Warto przy tym wspomnieć, że nie mamy do czynienia z kreowaniem zupełnie nowego obowiązku. Firmy i tak muszą sporządzać tego typu sprawozdania na potrzeby administracji skarbowej. Prawdziwą zmianą zasad gry jest jednak konieczność publikowania takiego dokumentu na użytek opinii publicznej.

Wizerunek firm unikających opodatkowania Polsce z pewnością ucierpi na obowiązku publikowania sprawozdań

Jeżeli projekt nowelizacji wejdzie w życie, to zobowiązane firmy będą musiały publikować sprawozdania na nowych zasadach za rok obrotowy rozpoczynający się w dniu 22 czerwca 2024 r. lub po tym dniu. To nie koniec. Już rok później biegli rewidenci będą wypowiadać się o tym, czy koncerny musiały sporządzać sprawozdanie i czy rzeczywiście to zrobiły.

Potencjalne skutki nowej regulacji mogą być bardzo ciekawe. Nie da się ukryć, że unikanie opodatkowania w Polsce jest raczej niemile widziane przez krajową opinię publiczną. Tymczasem ta sama opinia publiczna to zarazem konsumenci korzystający z oferty poszczególnych przedsiębiorstw. Wyprowadzanie pieniędzy z Polski to bardzo kiepska zagrywka PR-owa. Wprowadzenie nowego obowiązku sprawi, że o wiele trudniej będzie nie afiszować się z taką praktyką.

Równocześnie obywatele i dziennikarze będą mogli dużo łatwiej zapoznać się z praktykami podatkowymi wiodących zagranicznych koncernów. Nie tylko łatwiej będzie piętnować te firmy, ale także weryfikować twierdzenia polityków. Weźmy na przykład takie hipermarkety.

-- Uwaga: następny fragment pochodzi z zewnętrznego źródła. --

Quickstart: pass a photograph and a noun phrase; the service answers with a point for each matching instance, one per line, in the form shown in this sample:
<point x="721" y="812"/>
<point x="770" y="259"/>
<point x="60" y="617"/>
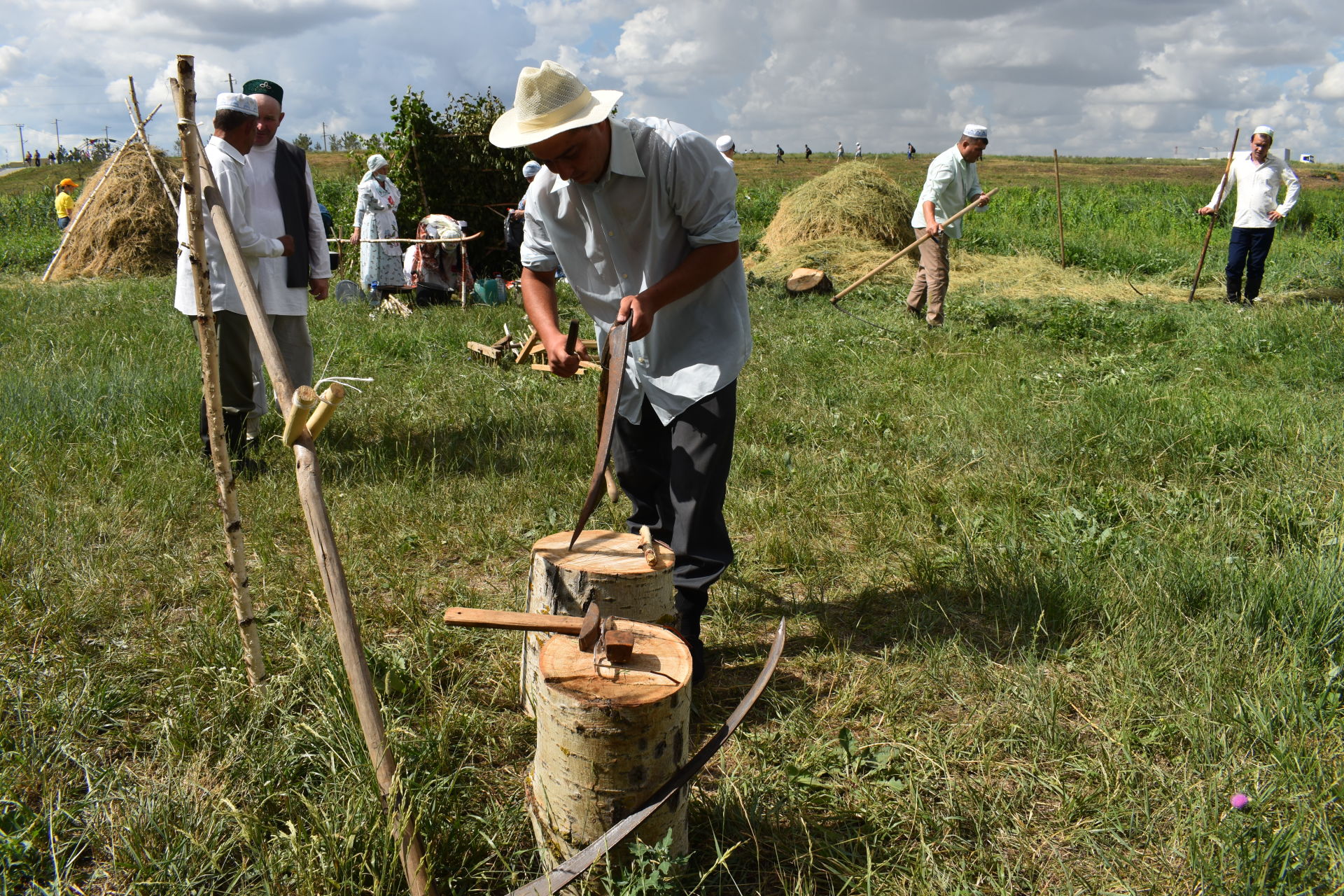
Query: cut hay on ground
<point x="131" y="230"/>
<point x="844" y="222"/>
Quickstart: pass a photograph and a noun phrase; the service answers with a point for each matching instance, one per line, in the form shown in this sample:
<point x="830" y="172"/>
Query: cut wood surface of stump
<point x="606" y="739"/>
<point x="605" y="566"/>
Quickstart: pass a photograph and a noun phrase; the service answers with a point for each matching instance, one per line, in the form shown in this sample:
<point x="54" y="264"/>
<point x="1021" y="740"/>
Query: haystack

Naiwnością byłoby sądzić, że nowe prawo zmusi koncerny, by płaciły CIT w Polsce. Skorzysta za to opinia publiczna

Powszechnie pokutuje przekonanie, że zagraniczne firmy z tej branży nie chcą płacić podatku CIT w Polsce. Kiedy jednak spojrzy się do twardych danych za 2021 r., na przykład tych opublikowanych przez portalspożywczy.pl, okazuje się, że prawda wygląda inaczej. Jeronimo Martins, właściciel Biedronki, jest jednym z większych podatników CIT w Polsce. Spółka odprowadziła aż 724 mln zł. Sumiennie ze swoich obowiązków podatkowych wywiązuje się Lidl i Kaufland. Auchan w zeszłym roku zapłacił z kolei „tylko” 30,9 mln zł podatku CIT.

Jeżeli czepiamy się pod tym względem francuskiej sieci, to warto wspomnieć, że niewielu światowych gigantów technologicznych działających w Polsce przekroczyło kwotę 30 mln zł. Samsung odprowadził 90 mln zł, Amazon Fulfillment Poland – 45,1 mln zł. Polski oddział Google z wynikiem 27,9 mln zł. Facebook zapłacił w Polsce tylko 8,2 mln zł.

Wygląda więc na to, że na wprowadzeniu nowego obowiązku skorzysta nie fiskus, lecz przede wszystkim opinia publiczna. Straty poniosą wizerunki niektórych firm. Nie należy się jednak łudzić, że nowe prawo zmusi je, by płaciły CIT w Polsce. Nowelizacja nie przyniesie też jakiejś rewolucji, skoro Ministerstwo Finansów regularnie publikuje zestawienia największych płatników CIT. Mimo wszystko proponowane rozwiązania wydają się krokiem w dobrą stronę.